Splints remain used to keep wounded body parts from moving. Splints, unlike casts, are not circumferential and are slightly flexible. It can expand and accommodate swelling as a result of this. Splints are frequently used soon after an accident and then replaced with a more rigid cast.

Sugar-tong splints remain used to stabilise forearm and wrist injuries by restricting forearm rotation and wrist movement.

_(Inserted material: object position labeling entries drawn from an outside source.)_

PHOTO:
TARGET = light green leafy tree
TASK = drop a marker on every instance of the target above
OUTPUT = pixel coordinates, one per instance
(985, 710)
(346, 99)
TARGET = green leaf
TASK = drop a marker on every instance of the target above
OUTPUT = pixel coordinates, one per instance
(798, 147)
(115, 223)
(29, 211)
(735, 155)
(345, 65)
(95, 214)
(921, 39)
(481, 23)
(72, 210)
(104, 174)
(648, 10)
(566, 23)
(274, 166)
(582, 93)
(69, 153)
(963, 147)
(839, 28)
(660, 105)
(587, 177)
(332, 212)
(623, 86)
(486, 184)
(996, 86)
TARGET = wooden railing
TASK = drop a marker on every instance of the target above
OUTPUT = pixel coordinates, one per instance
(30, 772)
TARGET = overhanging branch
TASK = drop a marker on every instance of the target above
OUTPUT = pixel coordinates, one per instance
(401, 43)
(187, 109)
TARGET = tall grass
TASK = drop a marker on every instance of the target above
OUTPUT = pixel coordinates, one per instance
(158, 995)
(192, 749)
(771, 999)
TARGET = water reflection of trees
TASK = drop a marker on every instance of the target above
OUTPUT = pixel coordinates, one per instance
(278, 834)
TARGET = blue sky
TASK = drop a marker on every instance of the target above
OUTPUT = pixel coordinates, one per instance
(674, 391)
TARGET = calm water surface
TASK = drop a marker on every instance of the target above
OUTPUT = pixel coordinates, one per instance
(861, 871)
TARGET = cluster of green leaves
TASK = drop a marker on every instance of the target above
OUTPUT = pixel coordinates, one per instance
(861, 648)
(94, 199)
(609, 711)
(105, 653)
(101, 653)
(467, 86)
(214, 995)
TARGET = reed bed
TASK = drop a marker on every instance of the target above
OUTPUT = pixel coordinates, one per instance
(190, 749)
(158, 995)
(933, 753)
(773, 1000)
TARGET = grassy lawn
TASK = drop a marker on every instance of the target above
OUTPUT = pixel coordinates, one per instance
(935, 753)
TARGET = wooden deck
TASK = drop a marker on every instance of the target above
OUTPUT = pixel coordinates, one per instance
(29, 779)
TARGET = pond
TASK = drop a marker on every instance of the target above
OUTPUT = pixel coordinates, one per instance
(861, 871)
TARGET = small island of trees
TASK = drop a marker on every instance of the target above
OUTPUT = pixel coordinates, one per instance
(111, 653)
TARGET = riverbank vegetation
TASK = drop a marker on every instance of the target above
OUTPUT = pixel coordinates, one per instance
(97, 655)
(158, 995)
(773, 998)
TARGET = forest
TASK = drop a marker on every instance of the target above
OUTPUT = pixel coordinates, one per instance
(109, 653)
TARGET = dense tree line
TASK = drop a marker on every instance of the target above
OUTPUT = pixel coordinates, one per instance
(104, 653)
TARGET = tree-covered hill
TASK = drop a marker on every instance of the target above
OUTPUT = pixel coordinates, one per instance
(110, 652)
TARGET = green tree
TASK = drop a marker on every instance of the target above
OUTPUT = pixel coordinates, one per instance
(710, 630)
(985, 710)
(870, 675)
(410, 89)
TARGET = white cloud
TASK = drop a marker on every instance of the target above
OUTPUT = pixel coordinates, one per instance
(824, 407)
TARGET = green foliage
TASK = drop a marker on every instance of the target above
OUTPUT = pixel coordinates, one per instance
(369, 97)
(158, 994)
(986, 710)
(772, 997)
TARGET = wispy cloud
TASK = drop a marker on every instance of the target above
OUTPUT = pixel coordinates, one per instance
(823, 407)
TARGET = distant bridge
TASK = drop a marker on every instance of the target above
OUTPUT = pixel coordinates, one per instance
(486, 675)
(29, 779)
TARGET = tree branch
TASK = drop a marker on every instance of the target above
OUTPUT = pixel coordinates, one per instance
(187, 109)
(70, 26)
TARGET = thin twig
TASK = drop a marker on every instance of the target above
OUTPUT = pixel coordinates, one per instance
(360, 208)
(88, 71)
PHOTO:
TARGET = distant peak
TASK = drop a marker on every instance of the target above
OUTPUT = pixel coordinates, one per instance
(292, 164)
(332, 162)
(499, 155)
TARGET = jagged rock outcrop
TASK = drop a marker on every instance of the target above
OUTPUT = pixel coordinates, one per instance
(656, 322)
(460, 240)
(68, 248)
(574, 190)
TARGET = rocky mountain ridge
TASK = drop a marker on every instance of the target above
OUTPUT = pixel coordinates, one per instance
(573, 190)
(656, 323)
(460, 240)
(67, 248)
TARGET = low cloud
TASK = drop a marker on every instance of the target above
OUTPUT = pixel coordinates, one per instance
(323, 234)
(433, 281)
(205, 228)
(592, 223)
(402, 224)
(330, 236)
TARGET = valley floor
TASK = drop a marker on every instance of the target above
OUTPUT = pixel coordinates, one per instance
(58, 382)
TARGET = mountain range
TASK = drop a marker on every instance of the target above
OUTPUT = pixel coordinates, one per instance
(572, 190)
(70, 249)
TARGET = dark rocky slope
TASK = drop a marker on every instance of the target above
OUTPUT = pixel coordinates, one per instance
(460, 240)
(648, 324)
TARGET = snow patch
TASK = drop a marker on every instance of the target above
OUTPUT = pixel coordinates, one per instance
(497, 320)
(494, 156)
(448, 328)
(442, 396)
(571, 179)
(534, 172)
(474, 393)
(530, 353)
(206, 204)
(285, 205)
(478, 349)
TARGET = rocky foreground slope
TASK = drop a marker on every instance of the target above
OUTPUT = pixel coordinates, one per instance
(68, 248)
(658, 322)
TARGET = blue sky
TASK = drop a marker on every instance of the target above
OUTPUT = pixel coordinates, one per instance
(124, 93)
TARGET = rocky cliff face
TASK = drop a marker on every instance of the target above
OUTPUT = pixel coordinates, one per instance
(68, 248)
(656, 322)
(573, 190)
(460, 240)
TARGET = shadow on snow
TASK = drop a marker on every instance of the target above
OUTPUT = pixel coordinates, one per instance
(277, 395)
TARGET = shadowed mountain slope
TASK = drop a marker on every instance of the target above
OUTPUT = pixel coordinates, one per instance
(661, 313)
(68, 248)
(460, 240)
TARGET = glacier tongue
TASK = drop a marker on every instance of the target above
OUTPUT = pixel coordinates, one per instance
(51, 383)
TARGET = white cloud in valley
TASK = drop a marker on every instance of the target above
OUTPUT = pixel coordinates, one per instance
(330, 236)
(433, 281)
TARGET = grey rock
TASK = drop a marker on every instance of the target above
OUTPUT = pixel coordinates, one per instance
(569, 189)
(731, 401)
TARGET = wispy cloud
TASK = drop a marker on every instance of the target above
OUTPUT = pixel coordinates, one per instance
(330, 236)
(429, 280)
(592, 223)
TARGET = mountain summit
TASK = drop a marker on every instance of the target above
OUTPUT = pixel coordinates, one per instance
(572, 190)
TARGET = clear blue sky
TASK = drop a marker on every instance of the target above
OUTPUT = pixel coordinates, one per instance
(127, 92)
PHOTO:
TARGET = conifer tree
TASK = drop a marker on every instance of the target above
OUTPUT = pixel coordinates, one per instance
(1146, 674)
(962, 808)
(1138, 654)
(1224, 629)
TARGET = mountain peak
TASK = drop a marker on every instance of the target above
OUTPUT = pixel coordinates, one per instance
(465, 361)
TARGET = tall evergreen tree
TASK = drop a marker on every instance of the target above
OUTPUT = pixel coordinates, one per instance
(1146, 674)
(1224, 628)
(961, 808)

After surgery, these splints can keep shattered bones aligned or safeguard a patient’s forearm or wrist.

Applying a Sugar Tong Arm SplintApplying a Sugar Tong Arm Splint

Complications of Using a Sugar Tong Arm Splint

  • Thermal harm (caused by the exothermic reaction between plaster or fibreglass and water)
  • Excessive pressure resulting in skin ulcers or ischemic injury
  • Excessive circumferential wrapping tightness may contribute to compartment syndrome.

Equipment

  • Stockinette (enough to cover the area from metacarpophalangeal [MCP] joints to the mid-humerus)
  • Padding for rolls (eg, cotton roll) width: 7.5 cm (3 inch)
  • 5 to 10 cm plaster or fibreglass splinting material (3 to 4 inches) width—enough to extend from one side of the MCP joints around the elbow to the opposite side of the MCP joints
  • Strong shears and scissors
  • Elastic bandage, typically 7.5 to 10 cm in width (3 to 4 inch) width
  • Warm water in a bucket or another container
  • gloves that aren’t sterile

Positioning

  • The patient should remain placed so the operator can easily access the afflicted hand.
  • Splint the wrist at 10 to 20 degrees of extension.
  • Splint the elbow at 90 degrees of flexion.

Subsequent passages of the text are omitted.